Many people dream of making money pursuing a favorite hobby. By starting a sideline business, you could be eligible for a treasure chest of tax deductions.
Warning: The IRS and the U.S. Tax Court often denies losses if the taxpayers have no written business plans, don't do any advertising, and keep poor records.
If you follow certain rules, you can deduct the expenses related to your venture, including equipment, advertising, subscriptions and business-related auto costs.
You might even be able to claim a loss that can lower the tax you owe on wages, interest and dividends. Keep in mind, however, that "hobby losses" are a favorite target of the IRS. If the tax agency decides your endeavor is not a legitimate business, your deductions are limited to the income from the activity. At the same time, the IRS knows that it's not unusual for a business to operate at a loss in the first year or two.
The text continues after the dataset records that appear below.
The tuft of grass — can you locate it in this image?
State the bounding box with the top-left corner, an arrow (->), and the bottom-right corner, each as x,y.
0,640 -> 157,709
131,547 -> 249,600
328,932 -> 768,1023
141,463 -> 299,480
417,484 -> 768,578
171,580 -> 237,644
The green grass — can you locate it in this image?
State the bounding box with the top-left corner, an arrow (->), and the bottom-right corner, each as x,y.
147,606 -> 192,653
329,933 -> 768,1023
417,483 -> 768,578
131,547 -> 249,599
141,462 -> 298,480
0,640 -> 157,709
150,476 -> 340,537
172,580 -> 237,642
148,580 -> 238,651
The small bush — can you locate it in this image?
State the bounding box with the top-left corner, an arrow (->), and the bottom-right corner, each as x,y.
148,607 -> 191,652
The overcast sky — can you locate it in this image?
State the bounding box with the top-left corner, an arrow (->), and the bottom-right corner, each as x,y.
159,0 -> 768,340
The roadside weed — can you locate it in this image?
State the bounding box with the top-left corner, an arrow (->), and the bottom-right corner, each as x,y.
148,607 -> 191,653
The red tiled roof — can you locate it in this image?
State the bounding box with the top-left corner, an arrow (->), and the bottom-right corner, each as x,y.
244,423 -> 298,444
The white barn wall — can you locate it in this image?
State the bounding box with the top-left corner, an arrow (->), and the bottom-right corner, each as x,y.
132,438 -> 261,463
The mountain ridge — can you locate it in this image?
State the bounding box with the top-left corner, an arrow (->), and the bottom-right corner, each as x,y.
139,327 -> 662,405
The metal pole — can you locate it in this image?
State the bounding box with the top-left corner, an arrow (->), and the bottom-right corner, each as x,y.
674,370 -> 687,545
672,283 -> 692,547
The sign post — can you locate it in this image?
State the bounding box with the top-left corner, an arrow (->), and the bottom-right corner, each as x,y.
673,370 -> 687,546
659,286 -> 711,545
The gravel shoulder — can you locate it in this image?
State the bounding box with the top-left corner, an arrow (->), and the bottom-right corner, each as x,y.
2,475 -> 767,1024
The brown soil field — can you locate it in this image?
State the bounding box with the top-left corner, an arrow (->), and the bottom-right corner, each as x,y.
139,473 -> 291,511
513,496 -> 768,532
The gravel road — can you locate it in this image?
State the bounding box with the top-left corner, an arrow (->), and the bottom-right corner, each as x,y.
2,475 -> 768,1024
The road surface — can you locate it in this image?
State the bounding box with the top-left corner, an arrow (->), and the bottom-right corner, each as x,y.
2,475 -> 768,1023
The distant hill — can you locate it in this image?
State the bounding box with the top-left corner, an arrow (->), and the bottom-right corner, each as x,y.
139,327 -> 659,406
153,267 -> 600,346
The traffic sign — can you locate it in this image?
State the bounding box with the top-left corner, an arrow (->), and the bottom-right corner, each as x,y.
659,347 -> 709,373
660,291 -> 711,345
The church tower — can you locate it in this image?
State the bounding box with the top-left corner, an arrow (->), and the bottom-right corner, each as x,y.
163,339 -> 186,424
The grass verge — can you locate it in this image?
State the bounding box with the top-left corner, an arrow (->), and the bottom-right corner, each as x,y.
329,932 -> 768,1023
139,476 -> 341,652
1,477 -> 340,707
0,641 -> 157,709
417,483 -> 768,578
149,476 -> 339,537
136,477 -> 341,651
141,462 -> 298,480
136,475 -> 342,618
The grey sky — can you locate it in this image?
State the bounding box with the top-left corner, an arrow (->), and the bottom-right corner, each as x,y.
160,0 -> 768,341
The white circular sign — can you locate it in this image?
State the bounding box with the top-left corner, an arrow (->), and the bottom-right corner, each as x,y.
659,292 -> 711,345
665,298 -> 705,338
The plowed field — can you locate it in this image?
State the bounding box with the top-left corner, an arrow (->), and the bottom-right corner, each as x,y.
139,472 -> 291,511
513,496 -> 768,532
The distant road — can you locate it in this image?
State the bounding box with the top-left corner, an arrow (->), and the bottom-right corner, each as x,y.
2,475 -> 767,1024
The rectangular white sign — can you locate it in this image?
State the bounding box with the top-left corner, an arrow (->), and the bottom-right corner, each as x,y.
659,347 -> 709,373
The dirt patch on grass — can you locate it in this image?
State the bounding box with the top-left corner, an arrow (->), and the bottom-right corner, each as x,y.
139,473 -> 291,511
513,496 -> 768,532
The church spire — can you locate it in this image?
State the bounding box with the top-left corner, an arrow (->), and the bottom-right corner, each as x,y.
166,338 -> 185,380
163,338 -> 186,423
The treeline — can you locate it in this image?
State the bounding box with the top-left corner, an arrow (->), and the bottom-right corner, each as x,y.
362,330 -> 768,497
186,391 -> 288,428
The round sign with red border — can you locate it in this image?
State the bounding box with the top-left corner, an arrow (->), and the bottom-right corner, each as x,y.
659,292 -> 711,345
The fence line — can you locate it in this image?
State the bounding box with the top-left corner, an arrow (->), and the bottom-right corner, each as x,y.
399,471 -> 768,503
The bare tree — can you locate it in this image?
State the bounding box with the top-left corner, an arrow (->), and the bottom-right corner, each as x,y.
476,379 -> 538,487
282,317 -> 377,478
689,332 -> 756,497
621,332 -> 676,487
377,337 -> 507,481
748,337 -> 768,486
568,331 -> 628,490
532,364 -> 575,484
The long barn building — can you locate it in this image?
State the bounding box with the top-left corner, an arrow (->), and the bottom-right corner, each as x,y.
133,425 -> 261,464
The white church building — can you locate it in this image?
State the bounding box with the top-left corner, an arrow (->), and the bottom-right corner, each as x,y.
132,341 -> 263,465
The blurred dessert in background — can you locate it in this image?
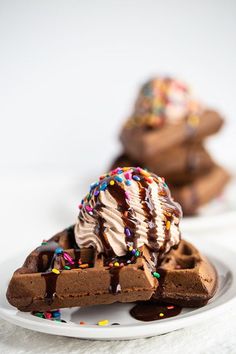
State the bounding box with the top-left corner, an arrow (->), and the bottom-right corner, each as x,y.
112,77 -> 230,215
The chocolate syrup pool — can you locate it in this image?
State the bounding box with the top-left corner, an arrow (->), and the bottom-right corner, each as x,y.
130,302 -> 182,321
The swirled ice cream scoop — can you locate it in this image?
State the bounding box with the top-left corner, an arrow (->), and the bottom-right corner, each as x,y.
127,77 -> 201,128
75,167 -> 182,259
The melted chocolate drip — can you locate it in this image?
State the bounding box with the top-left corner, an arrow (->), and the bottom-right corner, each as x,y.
130,302 -> 182,321
138,177 -> 181,266
108,183 -> 138,248
41,272 -> 59,305
153,267 -> 166,297
40,252 -> 62,305
161,188 -> 182,219
37,251 -> 55,273
152,175 -> 182,218
67,225 -> 78,248
73,248 -> 81,264
41,249 -> 83,304
38,227 -> 83,305
36,241 -> 60,305
138,179 -> 158,251
37,241 -> 59,273
106,254 -> 136,295
159,214 -> 172,262
109,267 -> 121,294
36,241 -> 59,253
106,182 -> 138,293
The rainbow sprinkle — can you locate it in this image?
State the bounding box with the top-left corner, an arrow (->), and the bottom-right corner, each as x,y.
98,319 -> 109,326
32,309 -> 66,323
153,272 -> 161,279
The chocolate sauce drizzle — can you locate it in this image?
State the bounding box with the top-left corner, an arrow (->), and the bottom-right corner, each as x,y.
41,272 -> 59,305
39,227 -> 81,305
41,246 -> 85,305
106,182 -> 139,294
108,183 -> 138,249
73,248 -> 81,265
138,179 -> 158,251
40,249 -> 61,306
130,301 -> 182,321
159,183 -> 182,219
37,241 -> 59,272
109,267 -> 121,294
138,177 -> 181,267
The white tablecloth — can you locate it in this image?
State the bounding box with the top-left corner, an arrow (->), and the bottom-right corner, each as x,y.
1,307 -> 236,354
1,174 -> 236,354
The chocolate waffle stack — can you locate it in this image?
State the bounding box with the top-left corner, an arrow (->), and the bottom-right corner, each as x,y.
112,78 -> 230,215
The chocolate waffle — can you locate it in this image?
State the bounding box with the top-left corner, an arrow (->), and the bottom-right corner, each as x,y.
120,109 -> 224,161
6,226 -> 158,312
7,228 -> 217,312
153,239 -> 217,307
111,143 -> 215,185
170,164 -> 231,215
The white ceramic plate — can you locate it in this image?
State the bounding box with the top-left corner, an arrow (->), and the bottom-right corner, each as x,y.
182,179 -> 236,233
0,239 -> 236,340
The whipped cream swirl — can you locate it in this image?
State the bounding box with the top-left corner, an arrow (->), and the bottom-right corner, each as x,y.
75,167 -> 182,260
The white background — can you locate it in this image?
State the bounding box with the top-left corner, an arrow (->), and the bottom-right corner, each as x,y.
0,0 -> 236,174
0,1 -> 236,353
0,0 -> 236,249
With that background, here are five recommendations to help secure valuable deductions and stay out of hot water, but talk to your tax professional before going ahead:
Investigate. Do an extensive study of accepted business practices in the industry. Get training if you need it and keep copies of feasibility studies or expert opinions.
Keep separate accounts. Don't mingle personal and professional money in your bank accounts.
Operate professionally. Get business cards, stationery, a business telephone listing and advertise. Save receipts and document business expenses and the hours you spend on the venture.
Draw a business plan. Include income, expenses and an expected profit in the future. Make the plan for five or ten years.
Show a profit. The IRS usually leaves businesses alone if they show a profit in three out of five consecutive years (two out of seven for certain horse businesses). Timing is crucial so consider moving deductions and delaying business income so you can show a loss one year and a small profit the next.